Compare multiple variant files

Description

This command is used to create a multicompar file. This is a tab separated file containing a wide table used to compare variants between different samples. Each line contains general variant info (position, type, annotation, etc.), plus columns with variant info specific to each sample (genotype, coverage, etc.). The latter have a column heading of the form field-<source>. source will generally be the samplename, but may also be of the form method-samplename to indicate sequencing or analysis method, thus allowing the comparison of different methods on the same sample.

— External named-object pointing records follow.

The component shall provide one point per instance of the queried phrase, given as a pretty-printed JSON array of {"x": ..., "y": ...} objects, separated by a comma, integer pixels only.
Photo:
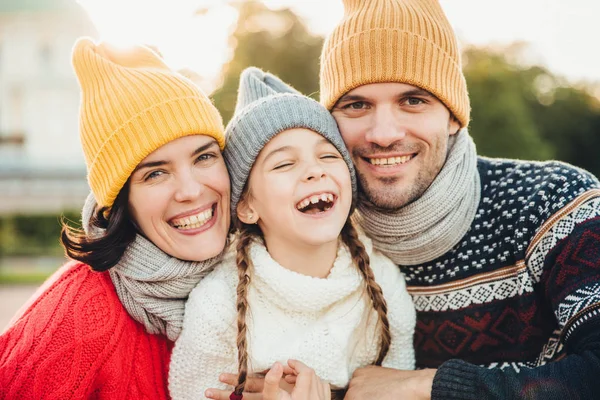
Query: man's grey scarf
[
  {"x": 152, "y": 285},
  {"x": 434, "y": 223}
]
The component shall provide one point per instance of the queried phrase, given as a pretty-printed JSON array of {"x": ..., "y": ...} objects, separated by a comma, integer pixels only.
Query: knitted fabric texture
[
  {"x": 152, "y": 285},
  {"x": 433, "y": 224},
  {"x": 520, "y": 290},
  {"x": 329, "y": 323},
  {"x": 406, "y": 41},
  {"x": 132, "y": 103},
  {"x": 265, "y": 107},
  {"x": 75, "y": 340}
]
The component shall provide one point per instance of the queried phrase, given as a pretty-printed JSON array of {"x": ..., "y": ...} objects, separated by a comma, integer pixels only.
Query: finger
[
  {"x": 298, "y": 366},
  {"x": 306, "y": 376},
  {"x": 229, "y": 379},
  {"x": 271, "y": 383},
  {"x": 219, "y": 394},
  {"x": 254, "y": 384}
]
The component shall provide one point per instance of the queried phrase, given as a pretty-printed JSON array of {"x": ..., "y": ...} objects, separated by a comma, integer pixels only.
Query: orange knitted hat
[
  {"x": 406, "y": 41},
  {"x": 132, "y": 103}
]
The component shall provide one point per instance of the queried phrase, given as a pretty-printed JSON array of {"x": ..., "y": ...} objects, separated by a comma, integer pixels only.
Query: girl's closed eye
[
  {"x": 331, "y": 156},
  {"x": 152, "y": 175},
  {"x": 283, "y": 165}
]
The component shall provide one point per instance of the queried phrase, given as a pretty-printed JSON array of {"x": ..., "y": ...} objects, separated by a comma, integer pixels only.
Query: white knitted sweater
[{"x": 329, "y": 324}]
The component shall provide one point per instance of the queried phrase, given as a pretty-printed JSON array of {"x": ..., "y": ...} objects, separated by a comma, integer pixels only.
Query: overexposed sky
[{"x": 563, "y": 34}]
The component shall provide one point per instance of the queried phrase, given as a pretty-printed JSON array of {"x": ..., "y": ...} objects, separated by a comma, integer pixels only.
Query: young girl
[{"x": 302, "y": 283}]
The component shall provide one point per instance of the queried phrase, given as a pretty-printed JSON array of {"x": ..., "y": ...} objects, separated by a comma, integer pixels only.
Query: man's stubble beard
[{"x": 386, "y": 194}]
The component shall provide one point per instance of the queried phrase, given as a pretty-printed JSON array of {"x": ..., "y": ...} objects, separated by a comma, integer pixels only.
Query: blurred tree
[
  {"x": 276, "y": 41},
  {"x": 527, "y": 112},
  {"x": 518, "y": 110},
  {"x": 502, "y": 124},
  {"x": 569, "y": 118}
]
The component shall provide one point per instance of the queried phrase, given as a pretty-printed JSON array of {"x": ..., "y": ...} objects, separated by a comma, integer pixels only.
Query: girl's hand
[{"x": 308, "y": 386}]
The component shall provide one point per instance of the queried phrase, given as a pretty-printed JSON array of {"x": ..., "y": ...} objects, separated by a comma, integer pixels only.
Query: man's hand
[
  {"x": 386, "y": 383},
  {"x": 308, "y": 386}
]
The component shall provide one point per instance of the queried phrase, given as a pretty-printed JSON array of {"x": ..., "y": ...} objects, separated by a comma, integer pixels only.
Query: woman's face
[{"x": 179, "y": 198}]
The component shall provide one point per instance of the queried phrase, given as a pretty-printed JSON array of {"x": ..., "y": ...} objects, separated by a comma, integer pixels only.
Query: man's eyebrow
[
  {"x": 416, "y": 92},
  {"x": 158, "y": 163},
  {"x": 411, "y": 92}
]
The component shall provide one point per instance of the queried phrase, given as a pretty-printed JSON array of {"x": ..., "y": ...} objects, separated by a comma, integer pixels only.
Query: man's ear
[
  {"x": 246, "y": 213},
  {"x": 453, "y": 125}
]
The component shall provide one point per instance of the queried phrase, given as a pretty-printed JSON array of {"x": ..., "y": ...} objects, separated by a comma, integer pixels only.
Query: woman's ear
[
  {"x": 453, "y": 125},
  {"x": 246, "y": 212}
]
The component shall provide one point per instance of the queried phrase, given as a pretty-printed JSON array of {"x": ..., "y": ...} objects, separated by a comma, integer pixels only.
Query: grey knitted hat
[{"x": 265, "y": 107}]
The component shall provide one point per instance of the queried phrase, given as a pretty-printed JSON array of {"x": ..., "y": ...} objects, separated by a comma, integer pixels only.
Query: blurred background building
[{"x": 41, "y": 164}]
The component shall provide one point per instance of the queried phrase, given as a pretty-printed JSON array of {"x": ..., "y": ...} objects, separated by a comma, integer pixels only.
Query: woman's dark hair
[{"x": 102, "y": 252}]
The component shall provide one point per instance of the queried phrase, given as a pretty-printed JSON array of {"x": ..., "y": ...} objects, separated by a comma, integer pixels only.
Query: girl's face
[
  {"x": 179, "y": 198},
  {"x": 300, "y": 190}
]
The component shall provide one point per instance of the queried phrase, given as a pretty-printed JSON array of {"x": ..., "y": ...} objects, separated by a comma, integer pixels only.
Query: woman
[{"x": 103, "y": 325}]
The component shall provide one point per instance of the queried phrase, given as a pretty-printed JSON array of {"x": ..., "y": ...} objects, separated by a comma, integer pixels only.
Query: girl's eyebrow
[
  {"x": 158, "y": 163},
  {"x": 277, "y": 150}
]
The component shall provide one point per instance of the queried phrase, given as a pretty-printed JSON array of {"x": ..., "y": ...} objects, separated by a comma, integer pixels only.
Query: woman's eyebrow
[{"x": 158, "y": 163}]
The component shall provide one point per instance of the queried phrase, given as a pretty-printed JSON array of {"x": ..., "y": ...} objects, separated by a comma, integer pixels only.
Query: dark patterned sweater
[{"x": 517, "y": 300}]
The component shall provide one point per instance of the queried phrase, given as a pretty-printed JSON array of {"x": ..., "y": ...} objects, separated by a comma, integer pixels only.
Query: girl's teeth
[{"x": 315, "y": 199}]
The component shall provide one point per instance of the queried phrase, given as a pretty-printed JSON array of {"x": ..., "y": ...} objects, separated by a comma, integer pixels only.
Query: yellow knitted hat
[
  {"x": 132, "y": 103},
  {"x": 406, "y": 41}
]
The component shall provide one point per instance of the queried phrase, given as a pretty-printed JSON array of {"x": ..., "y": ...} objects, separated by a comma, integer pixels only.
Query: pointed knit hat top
[
  {"x": 267, "y": 106},
  {"x": 132, "y": 103},
  {"x": 405, "y": 41}
]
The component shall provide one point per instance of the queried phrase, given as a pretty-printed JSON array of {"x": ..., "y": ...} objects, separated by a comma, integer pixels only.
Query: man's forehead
[{"x": 384, "y": 88}]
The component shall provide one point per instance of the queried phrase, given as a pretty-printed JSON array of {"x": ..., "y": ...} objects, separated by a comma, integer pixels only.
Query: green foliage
[
  {"x": 527, "y": 112},
  {"x": 32, "y": 235},
  {"x": 23, "y": 277},
  {"x": 518, "y": 111},
  {"x": 502, "y": 121},
  {"x": 275, "y": 41}
]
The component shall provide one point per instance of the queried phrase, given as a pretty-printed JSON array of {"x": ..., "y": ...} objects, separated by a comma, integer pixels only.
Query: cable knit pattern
[
  {"x": 326, "y": 323},
  {"x": 76, "y": 341}
]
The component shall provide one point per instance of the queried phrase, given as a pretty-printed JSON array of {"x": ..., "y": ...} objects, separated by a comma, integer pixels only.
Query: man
[{"x": 502, "y": 257}]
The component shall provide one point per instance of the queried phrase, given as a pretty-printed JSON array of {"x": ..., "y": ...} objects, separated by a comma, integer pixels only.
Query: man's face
[{"x": 397, "y": 135}]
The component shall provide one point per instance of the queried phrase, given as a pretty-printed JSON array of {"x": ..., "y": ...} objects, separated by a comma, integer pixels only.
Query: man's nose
[{"x": 388, "y": 126}]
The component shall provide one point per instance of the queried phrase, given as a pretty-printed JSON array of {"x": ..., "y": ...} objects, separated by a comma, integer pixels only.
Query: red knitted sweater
[{"x": 75, "y": 340}]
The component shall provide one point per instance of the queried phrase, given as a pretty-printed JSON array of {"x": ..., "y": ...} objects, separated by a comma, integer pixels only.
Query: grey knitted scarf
[
  {"x": 433, "y": 224},
  {"x": 152, "y": 285}
]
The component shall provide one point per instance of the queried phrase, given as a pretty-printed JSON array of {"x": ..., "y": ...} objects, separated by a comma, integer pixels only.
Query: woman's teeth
[
  {"x": 193, "y": 221},
  {"x": 391, "y": 161}
]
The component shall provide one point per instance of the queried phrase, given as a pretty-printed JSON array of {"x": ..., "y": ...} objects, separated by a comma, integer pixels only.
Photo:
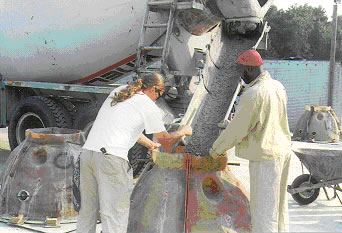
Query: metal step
[
  {"x": 152, "y": 47},
  {"x": 160, "y": 4},
  {"x": 163, "y": 25},
  {"x": 179, "y": 5}
]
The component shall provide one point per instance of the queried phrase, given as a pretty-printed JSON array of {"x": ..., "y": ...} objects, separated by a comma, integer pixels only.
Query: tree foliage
[{"x": 302, "y": 31}]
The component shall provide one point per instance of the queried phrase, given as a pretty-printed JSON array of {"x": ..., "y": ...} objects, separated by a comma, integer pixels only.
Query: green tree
[{"x": 300, "y": 31}]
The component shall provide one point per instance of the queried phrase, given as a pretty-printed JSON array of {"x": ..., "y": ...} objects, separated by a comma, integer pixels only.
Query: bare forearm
[{"x": 145, "y": 141}]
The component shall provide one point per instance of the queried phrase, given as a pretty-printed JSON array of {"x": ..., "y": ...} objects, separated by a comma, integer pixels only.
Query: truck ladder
[{"x": 141, "y": 65}]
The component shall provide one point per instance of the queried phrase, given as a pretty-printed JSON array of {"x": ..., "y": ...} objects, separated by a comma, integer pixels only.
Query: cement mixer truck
[{"x": 60, "y": 59}]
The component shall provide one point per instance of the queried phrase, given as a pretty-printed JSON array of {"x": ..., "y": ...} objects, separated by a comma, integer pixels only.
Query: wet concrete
[{"x": 319, "y": 216}]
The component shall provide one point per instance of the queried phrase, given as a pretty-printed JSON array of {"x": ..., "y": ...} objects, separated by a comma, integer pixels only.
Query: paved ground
[{"x": 319, "y": 216}]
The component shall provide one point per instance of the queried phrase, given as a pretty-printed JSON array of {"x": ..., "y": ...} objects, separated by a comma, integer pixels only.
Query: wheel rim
[
  {"x": 307, "y": 193},
  {"x": 29, "y": 120}
]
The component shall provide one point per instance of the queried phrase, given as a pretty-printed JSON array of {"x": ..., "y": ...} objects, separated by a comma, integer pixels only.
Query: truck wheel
[
  {"x": 308, "y": 196},
  {"x": 35, "y": 112},
  {"x": 85, "y": 118}
]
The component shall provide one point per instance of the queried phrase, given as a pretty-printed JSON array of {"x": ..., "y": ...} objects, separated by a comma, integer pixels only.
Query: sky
[{"x": 326, "y": 4}]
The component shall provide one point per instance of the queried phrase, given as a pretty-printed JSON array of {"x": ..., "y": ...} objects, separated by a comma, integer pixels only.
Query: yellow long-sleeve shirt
[{"x": 259, "y": 130}]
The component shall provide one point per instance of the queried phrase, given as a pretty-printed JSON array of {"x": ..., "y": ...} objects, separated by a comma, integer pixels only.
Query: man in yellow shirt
[{"x": 260, "y": 133}]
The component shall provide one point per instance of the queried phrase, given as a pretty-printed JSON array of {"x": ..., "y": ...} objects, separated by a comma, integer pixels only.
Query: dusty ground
[{"x": 319, "y": 216}]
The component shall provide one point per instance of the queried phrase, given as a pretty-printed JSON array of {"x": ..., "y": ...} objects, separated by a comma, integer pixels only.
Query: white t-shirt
[{"x": 117, "y": 128}]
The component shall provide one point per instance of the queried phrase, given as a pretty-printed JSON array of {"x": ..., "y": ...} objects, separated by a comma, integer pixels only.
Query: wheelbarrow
[{"x": 324, "y": 162}]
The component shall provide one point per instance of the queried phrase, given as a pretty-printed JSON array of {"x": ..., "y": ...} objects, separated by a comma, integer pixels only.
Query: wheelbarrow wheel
[{"x": 308, "y": 196}]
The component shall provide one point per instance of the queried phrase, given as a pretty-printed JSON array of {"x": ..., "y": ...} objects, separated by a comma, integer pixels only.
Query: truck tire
[
  {"x": 85, "y": 118},
  {"x": 35, "y": 112},
  {"x": 308, "y": 196}
]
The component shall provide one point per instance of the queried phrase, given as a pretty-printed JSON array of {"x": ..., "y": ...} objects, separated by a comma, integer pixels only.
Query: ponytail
[
  {"x": 148, "y": 81},
  {"x": 127, "y": 92}
]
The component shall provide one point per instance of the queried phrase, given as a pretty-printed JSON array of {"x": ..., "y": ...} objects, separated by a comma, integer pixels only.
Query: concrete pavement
[{"x": 319, "y": 216}]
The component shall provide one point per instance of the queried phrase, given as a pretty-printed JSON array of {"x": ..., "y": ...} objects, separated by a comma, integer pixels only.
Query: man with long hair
[{"x": 106, "y": 180}]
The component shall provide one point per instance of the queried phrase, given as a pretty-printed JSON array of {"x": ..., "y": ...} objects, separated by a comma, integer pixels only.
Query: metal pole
[{"x": 332, "y": 58}]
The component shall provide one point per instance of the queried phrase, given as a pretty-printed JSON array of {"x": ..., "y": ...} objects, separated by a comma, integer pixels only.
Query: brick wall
[{"x": 306, "y": 83}]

The source that is added after the fieldnames (-samplename, -method-samplename) is extracted from the filenames:

When some samples contain a variant that others do not, the information in the multicompar file cannot be complete by comparing variant lists alone: A variant missing in a variant list may either mean that it is reference or that it is not sequenced. Information about coverage, etc. will also be missing. multicompar will indicate this missing information with a questing mark in the table; this missing information can be added by using the -reannot option or the multicompar_reannot command, if it is available in other files. (check cg multicompar_reannot help for more info)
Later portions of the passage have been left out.